I was trying to implement collaborative filtering using scala on spark.
Below is the code
import org.apache.spark.mllib.recommendation.ALS
import org.apache.spark.mllib.recommendation.Rating
val data = sc.textFile("/user/amohammed/CB/input-cb.txt")
val distinctUsers = data.map(x => x.split(",")(0)).distinct().map(x => x.toInt)
val distinctKeywords = data.map(x => x.split(",")(1)).distinct().map(x => x.toInt)
val ratings = data.map(_.split(',') match {
case Array(user, item, rate) => Rating(user.toInt,item.toInt, rate.toDouble)
})
val model = ALS.train(ratings, 1, 20, 0.01)
val keywords = distinctKeywords collect
distinctUsers.map(x => {(x, keywords.map(y => model.predict(x,y)))}).collect()
It throws a scala.MatchError: null
org.apache.spark.rdd.PairRDDFunctions.lookup(PairRDDFunctions.scala:571) at the last line
Thw code works fine if I collect the distinctUsers rdd into an array and execute the same code:
val users = distinctUsers collect
users.map(x => {(x, keywords.map(y => model.predict(x, y)))})

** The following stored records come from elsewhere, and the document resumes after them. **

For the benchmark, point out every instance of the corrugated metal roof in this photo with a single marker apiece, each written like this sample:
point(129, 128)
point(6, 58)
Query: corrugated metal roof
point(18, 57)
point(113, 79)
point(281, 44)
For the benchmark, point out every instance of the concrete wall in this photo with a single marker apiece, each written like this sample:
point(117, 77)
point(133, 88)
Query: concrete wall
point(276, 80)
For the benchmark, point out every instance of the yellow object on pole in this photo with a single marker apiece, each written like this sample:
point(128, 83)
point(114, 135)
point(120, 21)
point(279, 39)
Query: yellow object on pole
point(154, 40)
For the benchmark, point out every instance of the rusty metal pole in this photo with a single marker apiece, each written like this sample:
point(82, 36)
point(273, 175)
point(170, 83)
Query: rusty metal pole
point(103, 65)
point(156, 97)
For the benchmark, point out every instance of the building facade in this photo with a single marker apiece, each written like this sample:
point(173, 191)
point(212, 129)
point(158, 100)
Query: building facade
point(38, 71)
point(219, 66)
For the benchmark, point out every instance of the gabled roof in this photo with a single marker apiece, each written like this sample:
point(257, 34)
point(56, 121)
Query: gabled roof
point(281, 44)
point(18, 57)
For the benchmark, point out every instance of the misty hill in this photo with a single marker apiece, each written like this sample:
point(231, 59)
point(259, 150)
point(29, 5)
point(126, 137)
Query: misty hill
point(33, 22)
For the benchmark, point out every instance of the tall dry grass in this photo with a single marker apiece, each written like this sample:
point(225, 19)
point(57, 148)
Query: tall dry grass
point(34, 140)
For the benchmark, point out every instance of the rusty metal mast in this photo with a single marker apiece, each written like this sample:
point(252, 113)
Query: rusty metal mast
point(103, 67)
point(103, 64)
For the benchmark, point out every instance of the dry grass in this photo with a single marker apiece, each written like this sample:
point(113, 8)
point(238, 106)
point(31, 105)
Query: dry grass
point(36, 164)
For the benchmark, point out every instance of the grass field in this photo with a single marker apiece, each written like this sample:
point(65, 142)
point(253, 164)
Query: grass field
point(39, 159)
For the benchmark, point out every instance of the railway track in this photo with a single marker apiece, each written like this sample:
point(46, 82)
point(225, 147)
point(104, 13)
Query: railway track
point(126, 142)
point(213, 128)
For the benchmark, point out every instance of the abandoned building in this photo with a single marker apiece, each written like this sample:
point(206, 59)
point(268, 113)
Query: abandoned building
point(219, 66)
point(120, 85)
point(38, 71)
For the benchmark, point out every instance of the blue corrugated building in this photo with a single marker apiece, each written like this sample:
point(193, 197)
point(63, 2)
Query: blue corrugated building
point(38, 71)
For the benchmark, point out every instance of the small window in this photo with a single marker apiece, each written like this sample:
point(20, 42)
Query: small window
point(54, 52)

Where am I getting it wrong when dealing with RDDs?
Spark Version : 1.0.0
Scala Version : 2.10.4
Going one call further back in the stack trace, line 43 of the MatrixFactorizationModel source says:
val userVector = new DoubleMatrix(userFeatures.lookup(user).head)
Note that the userFeatures field of model is itself another RDD; I believe it isn't getting serialized properly when the anonymous function block closes over model, and thus the lookup method on it is failing. I also tried placing both model and keywords into broadcast variables, but that didn't work either.
Instead of falling back to Scala collections and losing the benefits of Spark, it's probably better to stick with RDDs and take advantage of other ways of transforming them.
I'd start with this:
val ratings = data.map(_.split(',') match {
case Array(user, keyword, rate) => Rating(user.toInt, keyword.toInt, rate.toDouble)
})
// instead of parsing the original RDD's strings three separate times,
// you can map the "user" and "product" fields of the Rating case class
val distinctUsers = ratings.map(_.user).distinct()
val distinctKeywords = ratings.map(_.product).distinct()
val model = ALS.train(ratings, 1, 20, 0.01)
Then, instead of calculating each prediction one by one, we can obtain the Cartesian product of all possible user-keyword pairs as an RDD and use the other predict method in MatrixFactorizationModel, which takes an RDD of such pairs as its argument.
val userKeywords = distinctUsers.cartesian(distinctKeywords)
val predictions = model.predict(userKeywords).map { case Rating(user, keyword, rate) =>
(user, Map(keyword -> rate))
}.reduceByKey { _ ++ _ }
Now predictions has an immutable map for each user that can be queried for the predicted rating of a particular keyword. If you specifically want arrays as in your original example, you can do:
val keywords = distinctKeywords.collect() // add .sorted if you want them in order
val predictionArrays = predictions.mapValues(keywords.map(_))
Caveat: I tested this with Spark 1.0.1 as it's what I had installed, but it should work with 1.0.0 as well.